The stair climber has passed the test of time for a reason: it works! The machine engages various muscle groups in effective ways, including your glutes, quads, calves, and hamstrings. If you’re looking to shed pounds, the stair climber is a great starting point, since it requires you to fire up so many different muscles. “Not only are you strengthening these muscles, but you’re also speeding up your metabolism,” says Caleb Backe, certified personal trainer and health and wellness expert for Maple Holistics. What’s more—for those suffering from a back injury—the stairmaster can help speed your recovery. Here are some expert-approved stair climber tips to help you torch the most calories.
Avoid holding the hand rails
Handrails are not meant to be used for your entire workout. They’re really only there to aid in stability. In fact, holding onto them can totally throw off your posture and balance, causing you to slump over and lose the core engagement that makes the stair climber a great workout in the first place, explains Chris Ryan, CSCS, founder of Chris Ryan Fitness. “Safety is always key with any workout. Get comfortable at a pace you can handle without holding the hand rails, first,” he adds. “Up the intensity slowly to get your heart rate at 80 percent of your maximum or above to get the max out of your workout. Engage your core by pulling your shoulder blades down.”
Check on your heart rate
If you can carry on a full conversation and are hardly out of breath, you’re probably not pushing yourself to your max; a great way to determine this is to keep an eye on your heart rate. “You will release a greater amount of overall calories operating at 80 percent or above of your max heart rate through excess post oxygen consumption (EPOC effect) than you will operating in a low heart rate state for your work intervals,” explains Ryan. “Not to mention it will take less time to get a great workout!”
Take full steps
If you crank the speed dial up too high, you might have trouble catching each and every step. Not only could this lead to an injury, but it also shortens your range of motion. This ultimately leads to less overall muscle recruitment and less calories burned, according to Ryan. “The most effective way to step is as fast as possible, but with full steps engaging all the muscles in your legs and core,” he says. “The more muscle recruitment, the more calories burned.”
Use a weighted vest
Enlisting the help of a weighted vest is an easy way to up the ante on your stair climber workout. Even just ten to 20 pounds makes a difference. It’s a great way to add extra intensity to your overall workout and helps you get in shape fast; however, Ryan warns to take precaution. “Adding too much weight may cause excess knee pain or overload your core too much to walk upright,” he says. Consider starting slow—with just five pounds of added weight, then upgrading to higher amounts of weight, as you feel comfortable.
Most relatively new stair climber models have an interval setting that allows you to alternate between speeds and levels of intensity. “Changing the speed sporadically is a much more efficient way of working on your stamina. [A] sprint kills your energy too fast without giving you sufficient time to recover,” explains Backe. “The low interval should always be longer than the high interval. [This] ensures that you can finish the workout.” For example, if you’re doing a 25 minute workout, aim for two minutes of low intensity and one minute of high intensity until you reach 20 minutes. At 20 minutes you can slowly work your way down to a few miles per hour, or less, explains Backe.
Skip a step
Once you have mastered the lighter grip, Melis Edwards, fitness trainer, coach, and founder of HIT Method, suggests climbing every other step. Doing so will force you to fully engage your quadriceps, hips, hamstrings, glutes, and core further. “This method mimics elevation climbing outside,” she explains. “Try this skip-a-step method for bouts of 30 seconds to one minute, each with equal recovery time. Slowly work your way up to performing it for two to five minutes at a time.”

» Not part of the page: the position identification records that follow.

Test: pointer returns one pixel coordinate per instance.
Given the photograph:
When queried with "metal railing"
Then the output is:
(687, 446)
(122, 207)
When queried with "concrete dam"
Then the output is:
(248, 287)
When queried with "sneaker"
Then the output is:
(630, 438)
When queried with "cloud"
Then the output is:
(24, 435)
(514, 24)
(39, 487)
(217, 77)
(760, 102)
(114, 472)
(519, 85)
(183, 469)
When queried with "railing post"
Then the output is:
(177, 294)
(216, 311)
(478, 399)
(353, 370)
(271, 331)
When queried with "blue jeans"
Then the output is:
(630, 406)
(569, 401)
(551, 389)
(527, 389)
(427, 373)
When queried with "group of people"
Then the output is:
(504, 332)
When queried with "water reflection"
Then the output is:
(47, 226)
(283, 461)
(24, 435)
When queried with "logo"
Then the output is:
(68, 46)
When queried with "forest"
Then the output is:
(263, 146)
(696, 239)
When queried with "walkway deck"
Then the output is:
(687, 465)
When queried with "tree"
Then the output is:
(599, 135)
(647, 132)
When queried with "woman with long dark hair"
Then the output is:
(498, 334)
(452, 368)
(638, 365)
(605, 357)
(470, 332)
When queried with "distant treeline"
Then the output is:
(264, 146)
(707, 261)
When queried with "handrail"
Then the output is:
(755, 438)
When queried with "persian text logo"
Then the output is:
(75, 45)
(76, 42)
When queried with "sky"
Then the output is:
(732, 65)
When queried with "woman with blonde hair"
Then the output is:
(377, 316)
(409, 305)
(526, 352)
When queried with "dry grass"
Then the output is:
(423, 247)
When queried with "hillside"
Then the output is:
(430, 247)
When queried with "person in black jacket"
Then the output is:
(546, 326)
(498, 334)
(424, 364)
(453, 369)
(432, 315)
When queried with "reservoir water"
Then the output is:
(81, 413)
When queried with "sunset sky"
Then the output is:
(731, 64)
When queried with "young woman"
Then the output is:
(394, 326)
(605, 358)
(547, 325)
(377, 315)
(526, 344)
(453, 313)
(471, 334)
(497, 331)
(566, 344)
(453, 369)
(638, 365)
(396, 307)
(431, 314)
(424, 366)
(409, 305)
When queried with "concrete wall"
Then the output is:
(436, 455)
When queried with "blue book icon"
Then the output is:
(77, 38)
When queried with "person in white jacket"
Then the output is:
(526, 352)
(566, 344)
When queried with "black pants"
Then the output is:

The most popular position for the stair climber is to have your feet facing straight forward. But, there are plenty of other positions that can give you an even more intense workout. Edwards suggests shifting the angle of your feet 30 to 40 degrees in either direction and using a crossover stepping method. “I do this when I run on land, as well; the point is to work the lateral and medial aspects of my leg strength.”
The more layers you wear, the more heated your body will be during the workout, and the more you will sweat; this is a great way to add more calories to your burn list. Ben Boudro, C.S.C.S., owner of Xceleration Fitness in Auburn Hills, Michigan, suggests throwing on some sweatpants and a hoodie. “I like the feeling of wearing a hood, jamming out with the headphones and watching the sweat pour throughout the body,” he says. Just remember to stay hydrated and be careful not to overdo it. “Hydration will only help the sweating process. [It will] allow you to rid the body of toxins and help you shed off more fat!”
Add leg kicks
Throwing in this easy move will activate more glute muscles than simply performing the standard stepping motion, according to Boudro. “Turn the setting down to a little bit slower so that you can get used to this motion,” he says. “As you step forward with one leg, kick your opposite leg back behind you. [Keep] your leg completely straight and squeeze your butt cheek at the very top.” Repeat on the other side. “This will seriously tax your lower body and help you hack the number of calories you burn during your time with the machine,” he adds.